Tujuh puluh persen kemungkinan hari ini hujan akan turun, begitu kata penyiar prakiraan cuaca di baliho besar pagi ini. Kepalang tanggung Yuta telah setengah jalan menuju sekolahnya, ia baru tahu kalau hari ini hujan akan turun. Cetrium, kota kelahirannya, memang tidak pernah bisa memberikan kepastian pada penduduknya, dalam hal apa pun. Mungkin, satu-satunya hal yang pasti di Cetrium adalah jadwal kedatangan transportasi umum yang Yuta bahkan tidak mau menaikinya dan memilih untuk berjalan kaki.

Semua orang di Cetrium bisa saja bersumpah saat itu juga kalau beberapa menit lalu, mereka serasa berada dalam mesin pemanggang dengan sengatan matahari yang luar biasa. Apa yang menakjubkan ialah bagaimana suhu di Cetrium bisa berubah dalam hitungan kurang dari satu jam. Awan mendung tiba-tiba saja memenuhi meridian mereka dan suasana hati Yuta akan mempersiapkan diri untuk menjadi lebih kelabu lagi.
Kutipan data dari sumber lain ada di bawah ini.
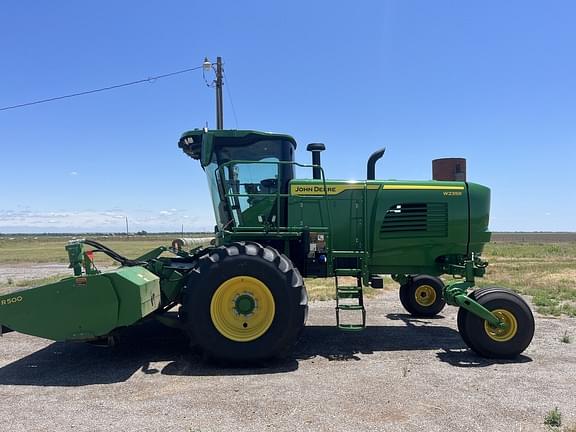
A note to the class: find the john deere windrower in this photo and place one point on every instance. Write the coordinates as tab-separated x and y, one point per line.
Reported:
243	298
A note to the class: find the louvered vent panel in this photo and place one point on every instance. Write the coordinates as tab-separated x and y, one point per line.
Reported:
415	220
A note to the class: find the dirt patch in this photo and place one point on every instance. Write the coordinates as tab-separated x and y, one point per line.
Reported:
22	272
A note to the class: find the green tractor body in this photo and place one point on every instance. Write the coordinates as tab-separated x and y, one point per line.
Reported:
243	298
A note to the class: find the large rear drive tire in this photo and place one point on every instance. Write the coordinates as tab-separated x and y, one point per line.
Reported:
422	296
245	303
492	342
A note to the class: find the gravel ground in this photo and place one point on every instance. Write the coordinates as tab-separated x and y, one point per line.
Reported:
400	374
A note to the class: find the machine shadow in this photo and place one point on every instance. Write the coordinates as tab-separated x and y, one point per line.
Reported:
80	364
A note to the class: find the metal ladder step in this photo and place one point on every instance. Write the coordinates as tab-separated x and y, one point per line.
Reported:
347	272
350	298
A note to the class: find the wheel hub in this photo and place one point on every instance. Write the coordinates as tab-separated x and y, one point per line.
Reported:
425	295
245	304
505	332
242	308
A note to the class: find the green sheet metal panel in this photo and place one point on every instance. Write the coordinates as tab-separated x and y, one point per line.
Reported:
138	293
74	308
83	307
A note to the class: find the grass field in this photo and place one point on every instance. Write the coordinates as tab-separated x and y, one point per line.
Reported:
534	264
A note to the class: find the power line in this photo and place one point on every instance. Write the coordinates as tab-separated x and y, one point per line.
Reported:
149	79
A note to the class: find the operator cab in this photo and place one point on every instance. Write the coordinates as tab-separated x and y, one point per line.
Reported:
248	174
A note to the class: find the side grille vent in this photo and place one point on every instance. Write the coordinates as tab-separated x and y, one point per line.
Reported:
415	220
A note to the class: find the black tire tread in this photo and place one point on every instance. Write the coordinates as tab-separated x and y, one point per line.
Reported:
206	267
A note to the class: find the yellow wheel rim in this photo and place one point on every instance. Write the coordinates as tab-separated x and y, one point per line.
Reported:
502	334
242	309
425	295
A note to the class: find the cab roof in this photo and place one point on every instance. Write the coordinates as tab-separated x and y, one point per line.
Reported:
233	136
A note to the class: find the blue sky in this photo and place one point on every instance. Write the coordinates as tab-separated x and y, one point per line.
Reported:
490	81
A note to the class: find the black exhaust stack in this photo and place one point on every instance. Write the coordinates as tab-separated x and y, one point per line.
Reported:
371	166
316	148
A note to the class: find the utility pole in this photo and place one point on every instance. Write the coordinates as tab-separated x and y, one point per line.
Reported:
219	104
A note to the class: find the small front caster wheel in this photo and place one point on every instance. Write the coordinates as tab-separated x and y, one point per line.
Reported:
422	296
494	342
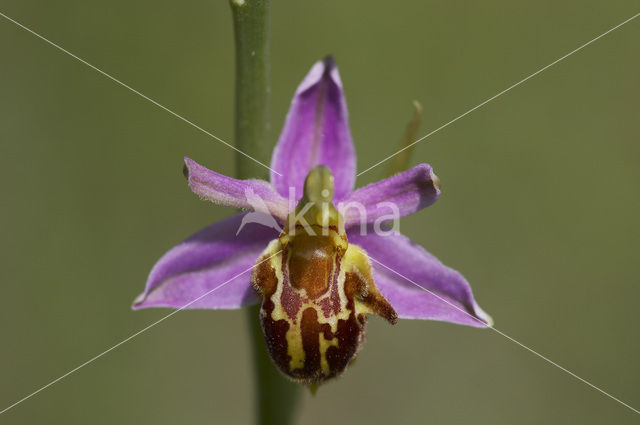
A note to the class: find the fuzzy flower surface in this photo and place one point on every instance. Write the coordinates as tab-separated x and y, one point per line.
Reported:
394	277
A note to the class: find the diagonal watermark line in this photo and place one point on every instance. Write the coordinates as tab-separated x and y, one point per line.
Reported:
129	338
502	92
114	79
531	350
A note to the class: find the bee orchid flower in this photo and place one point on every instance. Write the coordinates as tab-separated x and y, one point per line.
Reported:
327	257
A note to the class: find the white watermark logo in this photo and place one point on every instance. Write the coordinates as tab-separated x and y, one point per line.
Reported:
382	218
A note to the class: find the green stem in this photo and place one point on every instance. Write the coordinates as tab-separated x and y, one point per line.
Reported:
276	397
251	26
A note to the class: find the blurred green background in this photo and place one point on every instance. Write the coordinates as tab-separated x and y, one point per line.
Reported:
540	206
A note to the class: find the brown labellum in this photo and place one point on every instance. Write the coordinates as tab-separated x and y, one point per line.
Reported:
316	290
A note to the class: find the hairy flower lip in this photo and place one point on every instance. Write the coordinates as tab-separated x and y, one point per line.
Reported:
315	132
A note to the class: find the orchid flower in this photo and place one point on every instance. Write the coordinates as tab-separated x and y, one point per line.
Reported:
317	270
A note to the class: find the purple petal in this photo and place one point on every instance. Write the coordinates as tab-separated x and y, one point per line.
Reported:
257	195
316	132
401	265
212	258
407	192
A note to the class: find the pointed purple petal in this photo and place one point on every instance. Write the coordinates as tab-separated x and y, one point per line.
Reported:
401	265
408	192
257	195
316	132
212	258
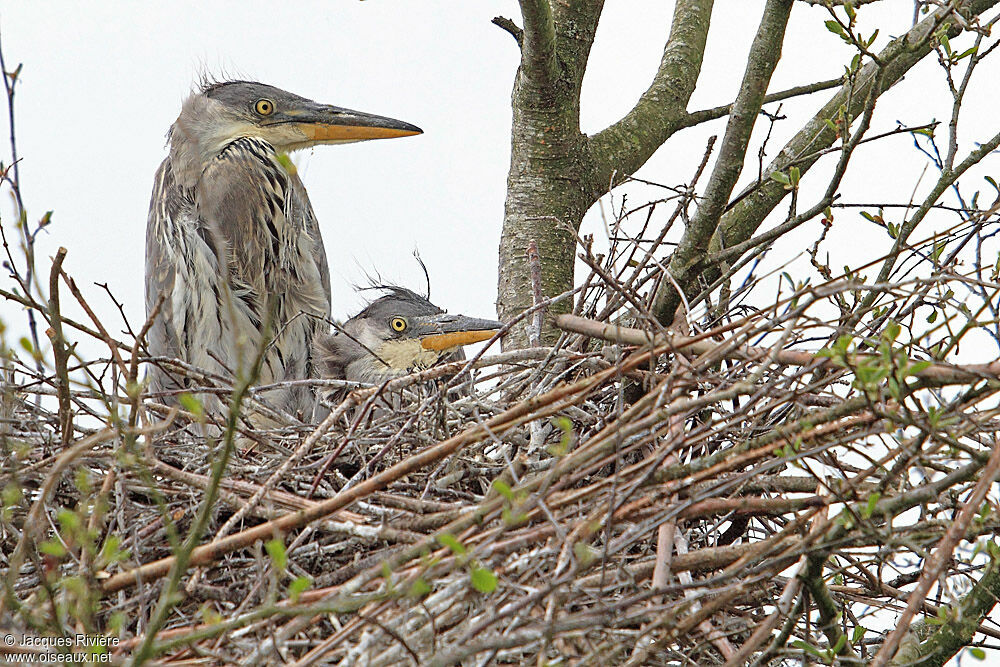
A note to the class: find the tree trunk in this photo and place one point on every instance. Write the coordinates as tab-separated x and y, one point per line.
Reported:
546	199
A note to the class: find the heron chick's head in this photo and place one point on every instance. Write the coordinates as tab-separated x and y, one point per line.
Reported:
220	113
396	334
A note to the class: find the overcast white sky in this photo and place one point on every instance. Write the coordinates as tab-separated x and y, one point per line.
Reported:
102	82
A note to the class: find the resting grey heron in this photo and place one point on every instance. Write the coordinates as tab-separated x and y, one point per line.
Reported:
397	334
233	248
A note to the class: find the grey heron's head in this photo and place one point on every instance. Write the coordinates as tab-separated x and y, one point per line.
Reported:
396	334
220	113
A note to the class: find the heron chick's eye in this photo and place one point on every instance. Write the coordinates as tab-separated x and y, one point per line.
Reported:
264	107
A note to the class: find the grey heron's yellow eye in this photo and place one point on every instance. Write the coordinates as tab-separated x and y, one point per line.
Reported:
264	107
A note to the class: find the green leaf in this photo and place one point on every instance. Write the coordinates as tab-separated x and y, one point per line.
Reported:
298	586
419	588
835	28
892	330
192	405
483	580
276	550
808	648
503	489
448	540
584	553
53	548
869	507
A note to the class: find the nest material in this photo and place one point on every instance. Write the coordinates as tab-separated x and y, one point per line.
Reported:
596	502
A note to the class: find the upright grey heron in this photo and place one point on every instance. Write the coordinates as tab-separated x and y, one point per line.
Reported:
396	334
233	248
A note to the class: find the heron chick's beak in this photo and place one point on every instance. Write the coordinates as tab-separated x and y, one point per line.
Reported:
445	332
323	123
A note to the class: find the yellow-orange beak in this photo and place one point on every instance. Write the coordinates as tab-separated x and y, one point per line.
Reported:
324	132
447	341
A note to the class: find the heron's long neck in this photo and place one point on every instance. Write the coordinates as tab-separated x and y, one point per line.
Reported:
198	136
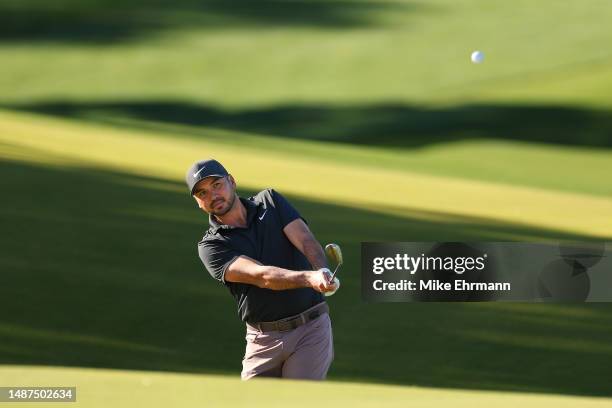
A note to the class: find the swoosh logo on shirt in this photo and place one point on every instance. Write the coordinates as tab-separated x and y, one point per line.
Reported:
198	172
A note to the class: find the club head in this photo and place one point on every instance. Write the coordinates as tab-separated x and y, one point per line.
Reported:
334	253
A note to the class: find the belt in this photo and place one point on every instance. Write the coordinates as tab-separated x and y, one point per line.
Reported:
292	322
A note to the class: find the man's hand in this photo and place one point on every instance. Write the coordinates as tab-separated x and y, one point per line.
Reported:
320	281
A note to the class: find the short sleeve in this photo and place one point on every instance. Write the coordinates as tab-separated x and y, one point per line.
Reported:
216	257
285	210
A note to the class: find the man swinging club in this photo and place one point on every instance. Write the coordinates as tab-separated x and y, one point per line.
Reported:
262	250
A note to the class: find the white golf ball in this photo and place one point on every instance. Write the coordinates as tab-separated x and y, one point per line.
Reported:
477	57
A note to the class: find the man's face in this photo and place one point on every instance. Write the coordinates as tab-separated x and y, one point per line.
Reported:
216	195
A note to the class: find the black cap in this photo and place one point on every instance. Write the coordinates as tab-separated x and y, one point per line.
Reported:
202	169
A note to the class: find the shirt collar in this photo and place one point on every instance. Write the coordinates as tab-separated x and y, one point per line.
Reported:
251	208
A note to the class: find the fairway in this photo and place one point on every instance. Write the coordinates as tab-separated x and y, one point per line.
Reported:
369	117
124	388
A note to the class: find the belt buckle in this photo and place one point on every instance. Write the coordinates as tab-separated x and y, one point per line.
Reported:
314	314
288	324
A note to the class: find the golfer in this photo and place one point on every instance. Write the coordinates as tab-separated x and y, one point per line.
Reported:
261	249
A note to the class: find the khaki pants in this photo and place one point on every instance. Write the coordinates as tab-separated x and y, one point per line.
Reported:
302	353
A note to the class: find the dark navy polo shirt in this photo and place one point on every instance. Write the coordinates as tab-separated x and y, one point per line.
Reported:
263	240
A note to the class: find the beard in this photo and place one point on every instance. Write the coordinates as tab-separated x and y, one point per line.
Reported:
226	208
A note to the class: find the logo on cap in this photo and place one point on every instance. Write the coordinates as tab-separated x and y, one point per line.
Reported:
198	172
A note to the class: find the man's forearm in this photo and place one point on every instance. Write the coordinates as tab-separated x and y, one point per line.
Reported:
313	251
272	277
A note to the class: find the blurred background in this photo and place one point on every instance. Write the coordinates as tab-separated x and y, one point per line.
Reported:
368	115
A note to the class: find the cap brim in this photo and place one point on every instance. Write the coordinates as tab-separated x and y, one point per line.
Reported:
204	178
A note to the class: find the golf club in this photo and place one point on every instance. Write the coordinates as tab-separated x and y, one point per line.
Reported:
334	253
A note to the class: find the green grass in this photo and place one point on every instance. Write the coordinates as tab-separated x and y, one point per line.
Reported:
367	115
123	388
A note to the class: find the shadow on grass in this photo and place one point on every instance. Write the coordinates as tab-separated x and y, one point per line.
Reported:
379	125
109	21
100	269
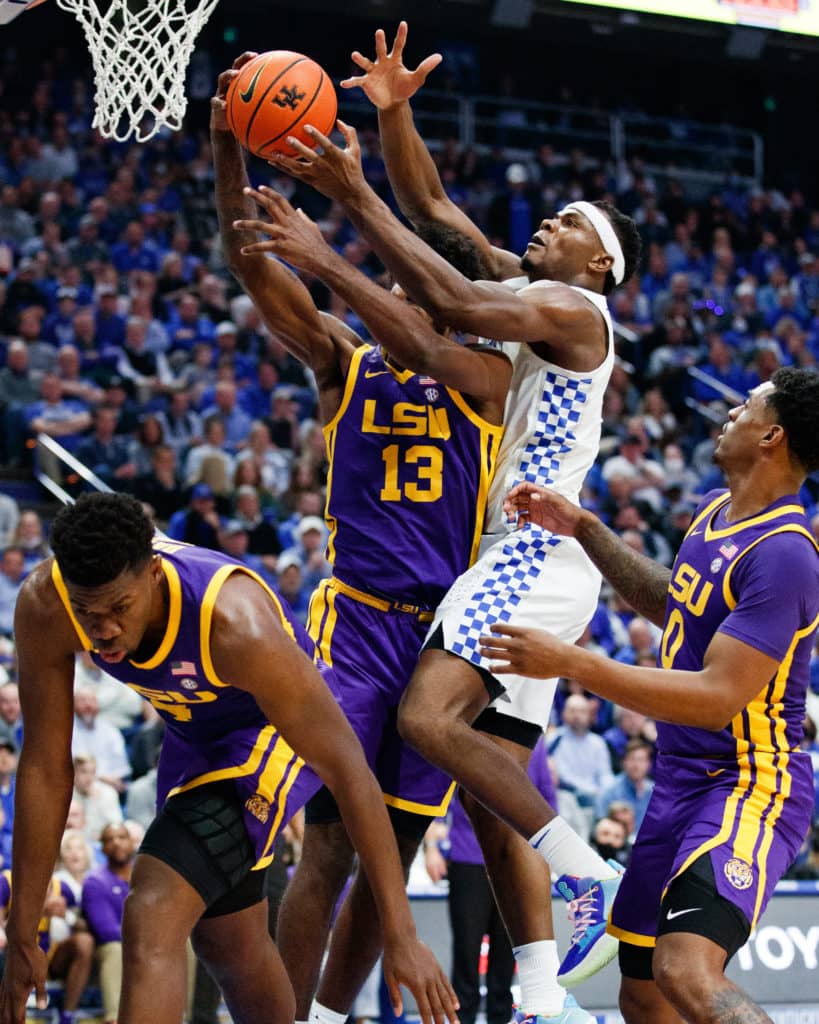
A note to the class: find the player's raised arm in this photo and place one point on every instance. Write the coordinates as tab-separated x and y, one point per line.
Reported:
412	171
640	581
320	342
557	315
403	330
45	643
247	638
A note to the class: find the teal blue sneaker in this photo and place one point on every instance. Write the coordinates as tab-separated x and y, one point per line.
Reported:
570	1014
591	948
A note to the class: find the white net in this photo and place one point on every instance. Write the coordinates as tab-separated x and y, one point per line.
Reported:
140	51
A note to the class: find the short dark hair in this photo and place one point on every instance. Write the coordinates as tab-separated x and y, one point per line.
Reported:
630	240
795	401
100	537
459	250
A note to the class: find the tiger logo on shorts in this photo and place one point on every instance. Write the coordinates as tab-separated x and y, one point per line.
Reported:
258	807
739	873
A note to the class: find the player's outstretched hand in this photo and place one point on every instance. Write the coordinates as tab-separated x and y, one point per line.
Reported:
527	503
386	80
291	233
335	172
25	970
524	651
218	116
408	962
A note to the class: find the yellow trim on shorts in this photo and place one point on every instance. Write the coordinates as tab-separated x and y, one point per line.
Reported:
260	748
320	627
426	809
206	615
62	594
633	938
279	768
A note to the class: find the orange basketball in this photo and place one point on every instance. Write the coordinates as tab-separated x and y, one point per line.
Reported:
273	96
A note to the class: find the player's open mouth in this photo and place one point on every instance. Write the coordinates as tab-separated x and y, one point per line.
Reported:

Tiga per empat jalan, air keabuan menghujam Kota Cetrium yang megah. Ibu kota Negara Epreau itu sudah beberapa minggu tidak diguyur hujan. Yuta yang tidak membawa peralatan hujan meneduh saja di pinggiran toko. Hatinya tak lagi was-was kalau-kalau orang dari toko itu tiba-tiba mengusirnya karena merusak pemandangan dengan berdiri di depan kaca besar mereka yang dilengkapi dengan pembersih otomatis.

Belum ada satu menit Yuta memijakkan kakinya di depan jendela besar milik toko peralatan mesin itu, seseorang mengetuk kaca jendela di belakangnya. Oh, bukan. Sebuah mesin pembersih lantai, atau orang-orang suka menyebutnya dengan robot kebersihan, mengetuk-ngetuk kaca jendela tepat di belakang Yuta yang tengah sibuk menutupi indera penciumannya menggunakan lengan baju kemeja putihnya.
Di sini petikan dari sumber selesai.